The problem of plastic in oceans is pressing and needs greater action, said visitors to the Vancouver Aquarium.

Wildlife can consume human garbage if it’s in their habitat, such as what happened with a pregnant whale that washed up on a shore in Italy. Veterinarians and scientists opened her up to find almost 50 pounds of plastic in her stomach.

“It sits in their stomach when they eat it,” said Catherine, a visitor to the aquarium from England. “And they haven’t got enough room for proper food to keep them alive.”

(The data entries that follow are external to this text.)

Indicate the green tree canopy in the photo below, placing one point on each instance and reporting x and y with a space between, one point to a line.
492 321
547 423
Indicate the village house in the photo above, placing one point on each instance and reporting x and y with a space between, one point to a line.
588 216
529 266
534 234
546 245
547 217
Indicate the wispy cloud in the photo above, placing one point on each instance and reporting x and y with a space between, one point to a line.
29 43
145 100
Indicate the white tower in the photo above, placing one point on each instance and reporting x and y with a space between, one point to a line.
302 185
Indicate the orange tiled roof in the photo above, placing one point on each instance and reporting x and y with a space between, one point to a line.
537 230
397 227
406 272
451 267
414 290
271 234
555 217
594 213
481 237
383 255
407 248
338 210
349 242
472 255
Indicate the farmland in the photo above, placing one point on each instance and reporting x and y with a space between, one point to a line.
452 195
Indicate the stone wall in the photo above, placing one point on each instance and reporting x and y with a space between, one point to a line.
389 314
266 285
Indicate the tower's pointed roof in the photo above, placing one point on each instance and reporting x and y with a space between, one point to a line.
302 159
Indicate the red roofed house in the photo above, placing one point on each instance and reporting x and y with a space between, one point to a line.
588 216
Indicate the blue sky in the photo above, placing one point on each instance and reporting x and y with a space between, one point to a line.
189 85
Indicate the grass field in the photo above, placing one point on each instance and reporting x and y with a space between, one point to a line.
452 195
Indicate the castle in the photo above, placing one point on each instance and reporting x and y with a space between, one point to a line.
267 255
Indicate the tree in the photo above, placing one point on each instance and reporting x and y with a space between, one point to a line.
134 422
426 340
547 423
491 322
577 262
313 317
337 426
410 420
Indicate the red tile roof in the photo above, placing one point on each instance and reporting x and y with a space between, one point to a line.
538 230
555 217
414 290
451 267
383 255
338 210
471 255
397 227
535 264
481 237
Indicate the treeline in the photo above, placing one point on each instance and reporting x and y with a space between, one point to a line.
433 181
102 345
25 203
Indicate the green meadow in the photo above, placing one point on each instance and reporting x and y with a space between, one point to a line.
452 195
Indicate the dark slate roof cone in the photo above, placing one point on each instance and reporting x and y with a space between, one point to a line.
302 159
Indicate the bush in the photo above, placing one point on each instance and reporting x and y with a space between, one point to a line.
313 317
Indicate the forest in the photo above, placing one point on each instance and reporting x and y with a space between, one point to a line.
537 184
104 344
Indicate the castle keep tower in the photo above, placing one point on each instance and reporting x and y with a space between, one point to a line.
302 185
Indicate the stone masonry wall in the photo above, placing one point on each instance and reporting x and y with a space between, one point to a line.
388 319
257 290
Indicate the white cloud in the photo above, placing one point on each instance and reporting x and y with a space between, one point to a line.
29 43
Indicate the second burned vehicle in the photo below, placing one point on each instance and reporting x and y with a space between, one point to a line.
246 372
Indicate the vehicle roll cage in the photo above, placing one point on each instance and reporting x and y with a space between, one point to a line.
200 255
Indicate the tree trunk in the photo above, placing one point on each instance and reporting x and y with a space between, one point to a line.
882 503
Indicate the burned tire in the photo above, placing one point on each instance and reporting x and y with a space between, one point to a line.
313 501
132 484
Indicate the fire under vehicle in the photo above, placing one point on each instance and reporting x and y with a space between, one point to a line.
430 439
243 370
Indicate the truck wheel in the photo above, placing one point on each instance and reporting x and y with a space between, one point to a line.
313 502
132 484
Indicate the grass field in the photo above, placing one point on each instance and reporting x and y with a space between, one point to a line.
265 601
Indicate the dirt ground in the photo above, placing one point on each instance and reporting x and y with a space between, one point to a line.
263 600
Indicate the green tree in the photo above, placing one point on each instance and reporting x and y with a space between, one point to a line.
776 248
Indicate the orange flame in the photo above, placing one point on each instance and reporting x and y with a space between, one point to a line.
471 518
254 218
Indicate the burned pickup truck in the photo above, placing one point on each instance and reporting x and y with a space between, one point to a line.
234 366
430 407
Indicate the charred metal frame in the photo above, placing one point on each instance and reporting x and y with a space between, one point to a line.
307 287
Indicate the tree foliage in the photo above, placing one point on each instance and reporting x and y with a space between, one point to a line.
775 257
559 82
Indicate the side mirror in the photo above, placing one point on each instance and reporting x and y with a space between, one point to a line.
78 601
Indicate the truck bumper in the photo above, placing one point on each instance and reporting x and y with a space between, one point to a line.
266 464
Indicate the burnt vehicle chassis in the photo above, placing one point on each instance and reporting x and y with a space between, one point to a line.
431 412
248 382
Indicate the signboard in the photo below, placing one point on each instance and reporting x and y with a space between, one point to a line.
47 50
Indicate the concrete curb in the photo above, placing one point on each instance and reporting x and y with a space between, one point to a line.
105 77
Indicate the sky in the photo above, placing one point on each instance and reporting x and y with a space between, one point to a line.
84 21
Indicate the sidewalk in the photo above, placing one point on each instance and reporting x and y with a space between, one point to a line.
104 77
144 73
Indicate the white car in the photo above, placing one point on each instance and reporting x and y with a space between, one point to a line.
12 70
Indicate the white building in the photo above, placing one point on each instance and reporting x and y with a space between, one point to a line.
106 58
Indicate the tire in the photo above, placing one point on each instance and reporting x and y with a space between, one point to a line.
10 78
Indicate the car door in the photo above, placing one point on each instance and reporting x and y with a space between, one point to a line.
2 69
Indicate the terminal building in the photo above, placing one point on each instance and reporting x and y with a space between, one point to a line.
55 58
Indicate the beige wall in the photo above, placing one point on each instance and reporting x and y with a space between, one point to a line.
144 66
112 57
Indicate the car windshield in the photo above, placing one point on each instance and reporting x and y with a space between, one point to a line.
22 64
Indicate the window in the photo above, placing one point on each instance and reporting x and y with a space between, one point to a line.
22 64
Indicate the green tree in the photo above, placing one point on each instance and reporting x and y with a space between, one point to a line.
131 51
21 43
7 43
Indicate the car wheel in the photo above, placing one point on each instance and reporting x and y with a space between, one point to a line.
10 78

Environment minister Catherine McKenna announced that a federal strategy to combat plastic pollution would be coming in June. According to a 2018 study published in Nature magazine, there is enough plastic in the Pacific Ocean to cover the country of France three times over. A survey by the Angus Reid Forum in March revealed that out of a sample of 1,500 Canadians, nine out of 10 respondents were concerned or very concerned about plastic in oceans.

Photo by Rena Medow

The Vancouver Aquarium is also the headquarters of Ocean Wise, an initiative widely known for encouraging food producers, restaurants, and markets to responsibly source their seafood. Ocean Wise also aims to educate the public about the role of oceans in environmental protection.

Mary, another aquarium visitor from England said that the United Kingdom is taking bold strides to protect the oceans.

“We’ve been learning about all of the plastic that we use,” said Mary, a 13-year-old visitor. “It does not ‘go away’, it just goes straight to the ocean.”